Corporate Names in British Columbia
By Linas Antanavicius, Barrister & Solicitor
Choosing the name of a corporation is one of the first decisions to be made when incorporating and is often the most difficult. According to the Business Corporations Act, the name cannot be identical or similar to another company’s name. The corporate name has to have a distinctive element and a descriptive element, and has to have a corporate designation such as “Limited”, “Limitee”, “Incorporated”, “Incorporee”, “Corporation” or their abbreviations such as “Ltd”, “Ltee”, “Inc.” and “Corp.”
Distinctive and Descriptive Elements
The distinctive element allows the public to distinguish one corporation from another. The distinctive element is the most important part of the name of a company and must appear first. For example, “Retail Store Inc.” does not distinguish itself from other similar businesses, while “Mohawk Retail Store Inc.” does. Coined names (a completely new word often consisting of syllables put together from the names of incorporators), personal names, initials, geographic locations and numbers can be used as the descriptive element in the name of a British Columbia company.
The descriptive element indicates the nature of the business of the company. The requirement to have the descriptive element in the name of a company distinguishes British Columbia from some other Canadian provinces and foreign countries. The descriptive element may be specific such as “XYZ Translation Services Ltd.” or may be rather general such as “XYZ Enterprises Ltd.”

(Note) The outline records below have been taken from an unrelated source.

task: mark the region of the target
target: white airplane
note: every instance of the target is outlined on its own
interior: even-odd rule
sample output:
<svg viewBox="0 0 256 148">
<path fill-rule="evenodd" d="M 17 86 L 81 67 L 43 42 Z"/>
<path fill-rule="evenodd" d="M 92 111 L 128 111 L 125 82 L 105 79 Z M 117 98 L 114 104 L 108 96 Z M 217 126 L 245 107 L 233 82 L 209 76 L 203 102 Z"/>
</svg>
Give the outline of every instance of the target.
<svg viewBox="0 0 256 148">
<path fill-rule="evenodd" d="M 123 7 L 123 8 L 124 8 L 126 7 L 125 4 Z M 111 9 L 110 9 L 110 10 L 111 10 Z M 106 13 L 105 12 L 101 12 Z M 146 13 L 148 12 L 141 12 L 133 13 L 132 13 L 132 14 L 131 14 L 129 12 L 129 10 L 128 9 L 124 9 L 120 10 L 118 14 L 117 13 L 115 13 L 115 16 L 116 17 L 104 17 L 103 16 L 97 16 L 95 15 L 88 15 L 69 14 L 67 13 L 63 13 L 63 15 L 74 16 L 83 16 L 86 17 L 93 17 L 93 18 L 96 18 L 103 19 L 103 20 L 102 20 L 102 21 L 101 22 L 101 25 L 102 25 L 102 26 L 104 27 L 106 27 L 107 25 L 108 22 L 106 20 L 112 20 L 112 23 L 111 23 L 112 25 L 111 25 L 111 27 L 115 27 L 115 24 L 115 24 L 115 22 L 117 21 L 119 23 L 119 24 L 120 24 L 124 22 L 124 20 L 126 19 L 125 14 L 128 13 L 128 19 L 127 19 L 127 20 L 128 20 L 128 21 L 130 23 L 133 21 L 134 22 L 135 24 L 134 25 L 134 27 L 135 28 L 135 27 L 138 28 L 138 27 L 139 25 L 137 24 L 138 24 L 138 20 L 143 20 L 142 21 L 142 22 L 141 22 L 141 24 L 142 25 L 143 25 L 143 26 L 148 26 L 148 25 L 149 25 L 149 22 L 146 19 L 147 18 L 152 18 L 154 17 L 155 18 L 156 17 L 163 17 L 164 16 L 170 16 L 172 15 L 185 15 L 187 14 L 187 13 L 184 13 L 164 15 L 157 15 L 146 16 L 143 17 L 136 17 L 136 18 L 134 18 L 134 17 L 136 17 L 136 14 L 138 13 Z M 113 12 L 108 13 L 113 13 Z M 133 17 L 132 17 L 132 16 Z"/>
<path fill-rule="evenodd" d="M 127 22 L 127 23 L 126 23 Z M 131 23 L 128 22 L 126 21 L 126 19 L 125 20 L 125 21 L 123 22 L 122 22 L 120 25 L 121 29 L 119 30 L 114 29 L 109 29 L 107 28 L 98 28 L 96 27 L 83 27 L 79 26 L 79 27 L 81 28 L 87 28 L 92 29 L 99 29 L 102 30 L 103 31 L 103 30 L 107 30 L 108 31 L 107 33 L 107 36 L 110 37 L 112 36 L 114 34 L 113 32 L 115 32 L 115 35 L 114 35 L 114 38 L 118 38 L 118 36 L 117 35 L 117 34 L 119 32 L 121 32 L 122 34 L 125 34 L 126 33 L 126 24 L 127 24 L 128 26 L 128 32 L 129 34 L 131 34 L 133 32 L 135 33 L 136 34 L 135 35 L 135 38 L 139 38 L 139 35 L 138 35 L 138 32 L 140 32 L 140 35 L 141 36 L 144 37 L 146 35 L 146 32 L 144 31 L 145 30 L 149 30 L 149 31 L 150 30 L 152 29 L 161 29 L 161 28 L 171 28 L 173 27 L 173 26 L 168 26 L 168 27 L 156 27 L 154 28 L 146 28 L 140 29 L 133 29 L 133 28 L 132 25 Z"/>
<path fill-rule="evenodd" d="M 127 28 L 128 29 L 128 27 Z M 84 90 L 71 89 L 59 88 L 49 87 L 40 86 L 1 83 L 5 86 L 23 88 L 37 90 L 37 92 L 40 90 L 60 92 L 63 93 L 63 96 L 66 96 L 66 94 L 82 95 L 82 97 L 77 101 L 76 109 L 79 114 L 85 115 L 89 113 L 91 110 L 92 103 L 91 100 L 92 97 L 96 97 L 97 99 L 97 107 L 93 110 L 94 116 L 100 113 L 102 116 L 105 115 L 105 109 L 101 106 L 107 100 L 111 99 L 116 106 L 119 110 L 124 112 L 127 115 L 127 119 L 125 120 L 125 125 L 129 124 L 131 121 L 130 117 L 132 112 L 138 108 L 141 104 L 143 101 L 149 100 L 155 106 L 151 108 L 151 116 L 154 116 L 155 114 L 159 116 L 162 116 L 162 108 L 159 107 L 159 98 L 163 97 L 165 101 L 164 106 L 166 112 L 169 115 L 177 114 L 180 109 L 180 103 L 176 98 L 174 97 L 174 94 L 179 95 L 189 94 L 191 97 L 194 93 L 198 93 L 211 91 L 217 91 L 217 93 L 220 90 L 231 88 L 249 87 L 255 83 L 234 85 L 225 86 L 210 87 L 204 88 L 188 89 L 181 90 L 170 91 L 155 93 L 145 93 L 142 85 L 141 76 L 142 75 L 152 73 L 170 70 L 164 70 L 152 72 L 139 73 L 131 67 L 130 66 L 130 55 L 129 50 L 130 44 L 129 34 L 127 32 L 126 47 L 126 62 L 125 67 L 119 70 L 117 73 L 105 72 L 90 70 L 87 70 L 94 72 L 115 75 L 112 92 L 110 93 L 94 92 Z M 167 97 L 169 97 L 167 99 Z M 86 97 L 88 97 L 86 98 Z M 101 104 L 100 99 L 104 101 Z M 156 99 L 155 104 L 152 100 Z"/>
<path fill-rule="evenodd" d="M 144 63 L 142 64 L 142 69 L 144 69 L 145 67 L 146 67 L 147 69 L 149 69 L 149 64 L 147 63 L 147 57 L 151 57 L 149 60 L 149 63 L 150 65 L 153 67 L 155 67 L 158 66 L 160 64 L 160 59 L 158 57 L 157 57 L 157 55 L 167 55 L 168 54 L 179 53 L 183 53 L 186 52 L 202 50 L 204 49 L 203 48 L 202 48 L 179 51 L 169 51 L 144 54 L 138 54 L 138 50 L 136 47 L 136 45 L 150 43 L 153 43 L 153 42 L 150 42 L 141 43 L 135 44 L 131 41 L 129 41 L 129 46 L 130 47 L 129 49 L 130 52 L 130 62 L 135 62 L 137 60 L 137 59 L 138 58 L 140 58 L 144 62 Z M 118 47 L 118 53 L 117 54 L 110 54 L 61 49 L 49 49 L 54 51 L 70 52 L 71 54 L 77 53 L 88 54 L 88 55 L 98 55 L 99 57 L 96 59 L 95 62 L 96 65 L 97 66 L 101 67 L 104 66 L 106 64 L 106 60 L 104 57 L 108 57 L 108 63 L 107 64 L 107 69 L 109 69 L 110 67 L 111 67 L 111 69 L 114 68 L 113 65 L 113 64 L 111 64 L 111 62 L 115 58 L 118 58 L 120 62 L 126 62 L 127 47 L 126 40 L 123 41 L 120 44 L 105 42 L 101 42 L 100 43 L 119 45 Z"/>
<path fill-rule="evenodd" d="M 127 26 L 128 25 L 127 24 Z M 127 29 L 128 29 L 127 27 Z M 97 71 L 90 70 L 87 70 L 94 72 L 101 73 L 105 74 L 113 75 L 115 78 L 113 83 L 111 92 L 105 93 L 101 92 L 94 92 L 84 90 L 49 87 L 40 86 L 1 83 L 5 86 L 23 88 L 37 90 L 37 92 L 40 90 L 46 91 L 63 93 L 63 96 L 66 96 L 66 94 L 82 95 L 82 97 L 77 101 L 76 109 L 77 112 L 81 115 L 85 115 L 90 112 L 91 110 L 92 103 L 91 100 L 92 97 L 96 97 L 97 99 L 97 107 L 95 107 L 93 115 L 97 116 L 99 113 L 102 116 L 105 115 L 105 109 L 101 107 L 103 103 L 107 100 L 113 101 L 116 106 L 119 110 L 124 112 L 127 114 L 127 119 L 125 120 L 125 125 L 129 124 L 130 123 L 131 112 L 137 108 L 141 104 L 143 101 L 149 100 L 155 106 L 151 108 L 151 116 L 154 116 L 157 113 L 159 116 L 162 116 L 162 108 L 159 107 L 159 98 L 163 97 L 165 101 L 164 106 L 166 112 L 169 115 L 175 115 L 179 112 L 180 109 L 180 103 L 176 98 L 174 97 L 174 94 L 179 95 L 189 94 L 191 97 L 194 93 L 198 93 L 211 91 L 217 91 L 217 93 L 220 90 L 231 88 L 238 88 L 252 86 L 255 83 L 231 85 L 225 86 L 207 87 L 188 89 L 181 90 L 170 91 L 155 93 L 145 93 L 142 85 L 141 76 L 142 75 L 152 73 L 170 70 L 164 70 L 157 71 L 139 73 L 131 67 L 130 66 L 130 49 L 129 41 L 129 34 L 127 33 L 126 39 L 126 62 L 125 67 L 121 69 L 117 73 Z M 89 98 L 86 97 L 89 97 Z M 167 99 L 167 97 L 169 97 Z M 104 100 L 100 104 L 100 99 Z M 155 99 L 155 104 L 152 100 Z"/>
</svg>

The Act imposes several prohibitions with respect to corporate names. For example, names containing well-known trade-name or trade-mark will not be registered. The word “government” or any words that imply association with any governmental authority are not allowed. The use of “British Columbia” or “B.C.” at the beginning of a corporate name as the distinctive element may not be permitted, if, in the opinion of the registrar it implies connection with the government of the province of British Columbia, unless a written consent from the provincial government is obtained. Similar prohibitions apply to names suggesting any connection to the Crown or Royal Family, vulgar, obscene or racial expressions, identical or similar names, words subject to statutory prohibitions and restrictions (such as Board of Trade, bank, R.C.M.P., etc.), words that do not accurately describe the activities of the company.
Corporate Names and Internet Names
If a company wants to use the same corporate name as its Internet domain name, the domain name has to meet the name requirements. It has to have a distinctive and descriptive element. For example, and Internet name that may be approved as a corporate name is: “XYZTraslationsServices.com Ltd.”. “XYZ.com” would not be approved.
Trade-Marks in Conflict With Company Names
Trade-marks are words or symbols established by use or registration to distinguish goods or serviced as being the goods of a particular producer or the services of a particular provider. It should be noted that registering a company name on the British Columbia corporate register does not provide a proprietary interest in the name. If a corporate name is similar to or identical with one used by a trade-mark holder, the name may be subject to an infringement action, and the company name holder may lose everything invested in the company name and may be liable to pay damages and the other party’s legal costs.